What’s the best way to understand Addiction..?

What’s the best way to understand Addiction?

Although virtually everyone either has struggled or knows someone who has struggled with addiction, actually defining what addiction is can be tricky. To hopefully clear some things up, I will briefly contrast two competing definitions of addition: the dominant disease model and an alternative developmental cascade model. I argue that the developmental cascade model is a more compelling model because it more closely aligns with contemporary neuroscience (re: neuroplasticity) and offers less stigma/more agency for those struggling with addiction.

What is the disease model of addiction?



The National Institute on Drug Abuse defines addiction as a “chronic, relapsing brain disorder characterized by compulsive drug seeking and use despite adverse consequences”. The following sentence talks about how similar addiction is to other diseases, like heart disease…but does the brain science support this view?

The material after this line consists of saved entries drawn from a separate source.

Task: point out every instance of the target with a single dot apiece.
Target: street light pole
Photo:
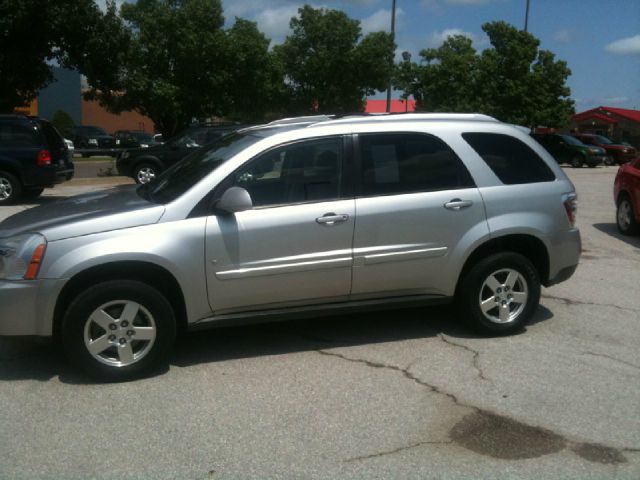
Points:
(393, 37)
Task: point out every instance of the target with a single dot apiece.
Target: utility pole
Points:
(393, 37)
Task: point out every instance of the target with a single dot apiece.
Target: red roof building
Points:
(619, 124)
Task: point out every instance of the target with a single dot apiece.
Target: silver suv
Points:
(304, 215)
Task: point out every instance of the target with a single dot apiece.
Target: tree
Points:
(513, 80)
(328, 66)
(254, 85)
(36, 33)
(173, 67)
(62, 121)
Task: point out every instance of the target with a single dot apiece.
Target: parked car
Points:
(618, 154)
(144, 164)
(316, 217)
(33, 156)
(91, 140)
(626, 194)
(134, 139)
(568, 149)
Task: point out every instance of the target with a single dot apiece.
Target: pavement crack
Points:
(570, 301)
(397, 450)
(404, 371)
(611, 358)
(476, 356)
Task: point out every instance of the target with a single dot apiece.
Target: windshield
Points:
(91, 130)
(572, 140)
(176, 180)
(142, 137)
(602, 140)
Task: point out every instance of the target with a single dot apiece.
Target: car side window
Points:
(309, 171)
(397, 163)
(512, 161)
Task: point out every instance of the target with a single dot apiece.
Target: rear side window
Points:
(14, 135)
(397, 163)
(511, 160)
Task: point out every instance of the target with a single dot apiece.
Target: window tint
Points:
(511, 160)
(16, 135)
(301, 172)
(396, 163)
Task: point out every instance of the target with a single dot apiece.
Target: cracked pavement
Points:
(396, 394)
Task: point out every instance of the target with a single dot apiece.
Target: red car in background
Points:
(626, 193)
(618, 153)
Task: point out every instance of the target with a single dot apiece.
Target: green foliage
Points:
(62, 121)
(328, 67)
(513, 80)
(35, 32)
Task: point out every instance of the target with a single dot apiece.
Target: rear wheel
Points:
(577, 161)
(31, 193)
(118, 330)
(500, 293)
(10, 188)
(625, 217)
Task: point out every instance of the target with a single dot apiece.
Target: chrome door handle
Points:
(457, 204)
(332, 218)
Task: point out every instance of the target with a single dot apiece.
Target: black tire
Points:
(577, 161)
(474, 291)
(625, 216)
(145, 172)
(10, 188)
(31, 193)
(99, 317)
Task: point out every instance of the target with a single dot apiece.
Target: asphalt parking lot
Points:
(399, 394)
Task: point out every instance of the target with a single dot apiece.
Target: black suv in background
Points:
(33, 156)
(568, 149)
(143, 164)
(90, 140)
(134, 139)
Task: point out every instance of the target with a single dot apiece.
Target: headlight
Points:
(21, 256)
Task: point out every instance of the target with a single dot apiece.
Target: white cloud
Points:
(625, 46)
(381, 20)
(438, 38)
(616, 100)
(563, 36)
(274, 23)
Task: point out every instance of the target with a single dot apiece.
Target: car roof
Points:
(295, 123)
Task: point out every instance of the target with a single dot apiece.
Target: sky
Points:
(599, 39)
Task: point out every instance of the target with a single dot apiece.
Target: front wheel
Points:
(500, 293)
(10, 188)
(118, 330)
(625, 217)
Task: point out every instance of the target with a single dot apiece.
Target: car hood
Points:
(112, 209)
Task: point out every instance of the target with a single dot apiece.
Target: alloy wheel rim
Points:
(119, 333)
(5, 189)
(503, 296)
(624, 214)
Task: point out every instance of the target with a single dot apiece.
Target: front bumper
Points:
(26, 307)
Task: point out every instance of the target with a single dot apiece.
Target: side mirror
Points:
(234, 199)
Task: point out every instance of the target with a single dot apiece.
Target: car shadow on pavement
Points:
(37, 360)
(612, 230)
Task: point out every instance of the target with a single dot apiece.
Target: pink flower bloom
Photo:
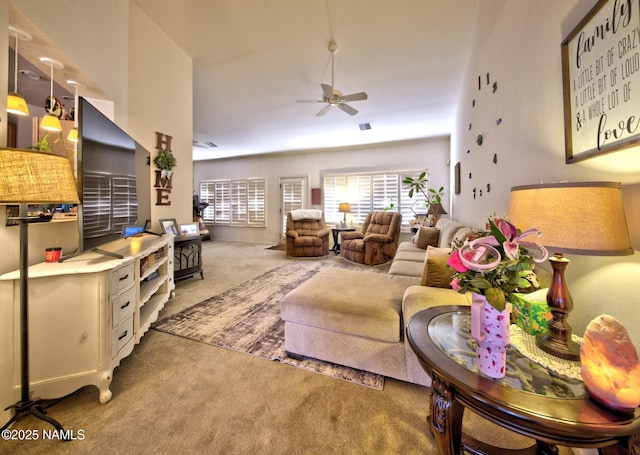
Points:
(455, 263)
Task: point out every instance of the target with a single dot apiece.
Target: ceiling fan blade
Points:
(348, 109)
(360, 96)
(323, 110)
(327, 90)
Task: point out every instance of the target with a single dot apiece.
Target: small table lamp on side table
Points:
(576, 218)
(30, 177)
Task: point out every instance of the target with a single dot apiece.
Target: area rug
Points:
(247, 319)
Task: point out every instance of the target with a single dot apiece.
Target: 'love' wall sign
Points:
(601, 81)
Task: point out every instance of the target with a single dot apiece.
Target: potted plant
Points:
(165, 161)
(419, 187)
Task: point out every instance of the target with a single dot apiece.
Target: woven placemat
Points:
(526, 345)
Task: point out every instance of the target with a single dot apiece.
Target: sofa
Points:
(359, 318)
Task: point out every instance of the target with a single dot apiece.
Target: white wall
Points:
(432, 154)
(518, 44)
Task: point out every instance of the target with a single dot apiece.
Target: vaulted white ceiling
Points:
(253, 59)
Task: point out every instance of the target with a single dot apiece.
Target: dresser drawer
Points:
(123, 305)
(121, 336)
(121, 278)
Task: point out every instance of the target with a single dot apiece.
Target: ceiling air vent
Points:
(204, 145)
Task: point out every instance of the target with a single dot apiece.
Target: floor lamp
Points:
(30, 177)
(574, 218)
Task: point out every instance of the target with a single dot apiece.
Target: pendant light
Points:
(51, 122)
(73, 133)
(16, 104)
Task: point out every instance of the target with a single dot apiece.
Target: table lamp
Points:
(30, 177)
(575, 218)
(344, 208)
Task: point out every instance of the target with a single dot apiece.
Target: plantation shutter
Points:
(256, 200)
(292, 199)
(96, 203)
(335, 192)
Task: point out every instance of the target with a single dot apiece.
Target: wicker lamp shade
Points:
(30, 177)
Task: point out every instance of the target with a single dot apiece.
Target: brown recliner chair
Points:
(378, 241)
(307, 234)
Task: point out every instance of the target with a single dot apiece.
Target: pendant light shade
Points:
(73, 133)
(16, 104)
(51, 122)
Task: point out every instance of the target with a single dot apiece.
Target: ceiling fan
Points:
(334, 97)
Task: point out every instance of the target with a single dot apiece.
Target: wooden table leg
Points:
(445, 419)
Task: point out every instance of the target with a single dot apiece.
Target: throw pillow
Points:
(427, 236)
(436, 273)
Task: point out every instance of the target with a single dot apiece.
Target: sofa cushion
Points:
(415, 256)
(368, 304)
(461, 235)
(427, 236)
(436, 272)
(448, 229)
(407, 268)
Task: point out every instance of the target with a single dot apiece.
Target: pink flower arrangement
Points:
(495, 263)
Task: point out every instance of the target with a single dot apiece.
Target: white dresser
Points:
(85, 315)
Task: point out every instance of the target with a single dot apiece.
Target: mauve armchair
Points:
(376, 243)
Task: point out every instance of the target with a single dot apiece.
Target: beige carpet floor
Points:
(173, 395)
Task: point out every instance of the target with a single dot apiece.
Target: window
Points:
(238, 202)
(367, 192)
(109, 202)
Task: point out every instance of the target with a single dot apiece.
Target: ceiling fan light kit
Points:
(334, 97)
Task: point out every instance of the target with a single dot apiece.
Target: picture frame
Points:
(169, 226)
(600, 79)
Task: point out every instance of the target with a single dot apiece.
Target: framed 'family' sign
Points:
(601, 81)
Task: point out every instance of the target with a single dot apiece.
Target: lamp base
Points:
(565, 349)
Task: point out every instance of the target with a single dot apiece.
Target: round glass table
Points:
(530, 399)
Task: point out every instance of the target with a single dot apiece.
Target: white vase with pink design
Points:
(490, 329)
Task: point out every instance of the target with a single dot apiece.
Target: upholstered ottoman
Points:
(350, 318)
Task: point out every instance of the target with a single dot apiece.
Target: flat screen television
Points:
(114, 180)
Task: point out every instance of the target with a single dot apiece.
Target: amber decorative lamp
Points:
(574, 218)
(344, 208)
(30, 177)
(16, 104)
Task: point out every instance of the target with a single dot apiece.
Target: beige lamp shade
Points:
(30, 177)
(575, 218)
(16, 104)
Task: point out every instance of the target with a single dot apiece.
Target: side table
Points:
(335, 232)
(188, 257)
(530, 401)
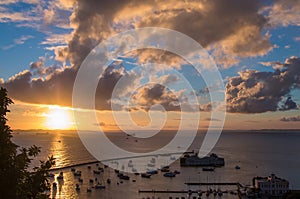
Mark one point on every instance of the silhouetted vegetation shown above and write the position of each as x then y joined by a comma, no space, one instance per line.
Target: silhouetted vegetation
16,180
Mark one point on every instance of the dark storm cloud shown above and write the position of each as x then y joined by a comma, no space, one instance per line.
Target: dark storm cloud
207,22
148,96
257,92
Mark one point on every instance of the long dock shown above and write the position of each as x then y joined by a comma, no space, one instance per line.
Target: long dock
74,165
214,183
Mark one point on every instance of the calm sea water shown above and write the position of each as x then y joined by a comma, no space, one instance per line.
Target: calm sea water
257,153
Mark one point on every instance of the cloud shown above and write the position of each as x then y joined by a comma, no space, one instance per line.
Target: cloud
284,13
148,96
7,2
18,41
229,28
56,39
257,92
290,119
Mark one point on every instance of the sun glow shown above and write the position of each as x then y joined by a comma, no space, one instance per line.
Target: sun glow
59,118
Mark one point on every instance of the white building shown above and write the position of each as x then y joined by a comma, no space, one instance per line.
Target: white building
272,185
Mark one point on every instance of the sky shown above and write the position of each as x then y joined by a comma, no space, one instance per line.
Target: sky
255,45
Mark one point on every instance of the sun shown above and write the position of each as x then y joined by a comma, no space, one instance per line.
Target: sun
59,118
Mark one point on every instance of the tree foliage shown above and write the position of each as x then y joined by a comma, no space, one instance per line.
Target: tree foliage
16,180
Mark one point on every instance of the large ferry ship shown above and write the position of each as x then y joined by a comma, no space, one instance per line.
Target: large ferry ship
194,160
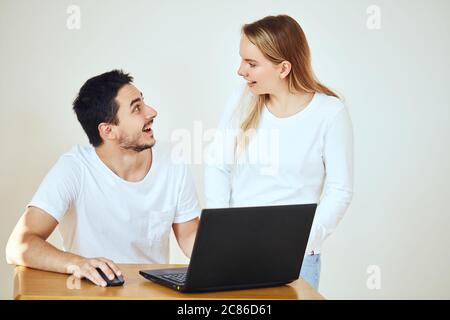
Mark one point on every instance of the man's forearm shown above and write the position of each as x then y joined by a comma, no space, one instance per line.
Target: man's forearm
32,251
187,244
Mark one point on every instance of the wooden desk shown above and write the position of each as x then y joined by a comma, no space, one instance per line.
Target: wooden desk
36,284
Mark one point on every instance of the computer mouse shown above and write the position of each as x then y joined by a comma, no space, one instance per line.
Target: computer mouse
117,281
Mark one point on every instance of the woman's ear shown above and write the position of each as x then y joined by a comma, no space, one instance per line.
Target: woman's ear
285,69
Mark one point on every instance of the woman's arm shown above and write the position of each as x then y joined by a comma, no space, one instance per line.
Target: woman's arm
338,188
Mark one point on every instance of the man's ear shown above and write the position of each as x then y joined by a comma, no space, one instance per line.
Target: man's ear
106,131
285,69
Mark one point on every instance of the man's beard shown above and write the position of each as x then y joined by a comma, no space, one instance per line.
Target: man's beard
132,144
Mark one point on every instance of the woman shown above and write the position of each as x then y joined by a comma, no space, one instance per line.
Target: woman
289,138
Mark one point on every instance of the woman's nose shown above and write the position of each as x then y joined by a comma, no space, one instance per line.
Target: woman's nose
241,71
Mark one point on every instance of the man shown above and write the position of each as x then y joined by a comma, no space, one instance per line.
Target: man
117,198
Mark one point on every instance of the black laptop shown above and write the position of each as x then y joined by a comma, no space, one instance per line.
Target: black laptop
240,248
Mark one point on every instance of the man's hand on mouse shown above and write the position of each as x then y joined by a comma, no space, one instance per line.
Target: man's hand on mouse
86,268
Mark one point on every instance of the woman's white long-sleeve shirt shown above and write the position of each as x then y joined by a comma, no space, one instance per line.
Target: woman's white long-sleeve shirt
304,158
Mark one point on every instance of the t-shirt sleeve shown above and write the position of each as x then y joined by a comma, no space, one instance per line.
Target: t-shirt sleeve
59,189
187,206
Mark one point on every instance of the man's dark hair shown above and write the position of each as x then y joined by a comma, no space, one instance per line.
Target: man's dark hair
96,102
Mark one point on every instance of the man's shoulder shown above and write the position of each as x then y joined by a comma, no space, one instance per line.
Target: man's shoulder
77,157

Most researchers and medical professionals take the disease definition at face value, arguing that it is more accurate and helpful than unscientific views of addiction which portrayed addicts as “weak-willed” or “immoral”. The disease model of addiction also focuses on pharmaceutical treatments to solve addiction, much like cancer or heart disease. However, not everyone agrees with this view on addiction.

A close look at the disease model of addiction shows that it largely rests on two pillars, 1) There are distinct, significant changes in the brain associated with addiction, and 2) these changes are pathological because they can be extremely harmful to the drug-addicted individual.

What happens in the brain (The disease model interpretation)?

 

All drugs of abuse ultimately produce the same effect: they increase the amount of dopamine that flows from the VTA to the nucleus accumbuns (the reward circuit). Repeated use of these drugs can lead to changes in which the size and strength of synapses, how genes are regulated, and reduced connections between the reward circuit and other parts of the brain, like the pre-frontal cortex. Over time these neurological changes become stable, the act of drug-seeking changes from impulsive to compulsive, and harmful consequences occur more frequently and more severely.

Clearly, there are long-lasting changes in the brain involved with addiction, and these changes can be extremely harmful/deadly to those suffering from addiction, but does that make it a disease?

Why is the disease model wrong?

First, to the claim that addiction changes the brain. Yes, addiction absolutely changes the brain, but here’s the thing—so does literally everything we do! Change is the constant of the brain. Neuroplasticity, neural change through experience, is foundational for learning, without a changeable brain you couldn’t read this post!

How the brain changes in substance use disorders (alcohol, heroin, other typical “drugs”) are very similar to brain changes in behavioral addictions (gambling, internet, sex, binge-eating, etc) where there is no molecular drug that crosses the blood-brain-barrier to “hijack” our reward system.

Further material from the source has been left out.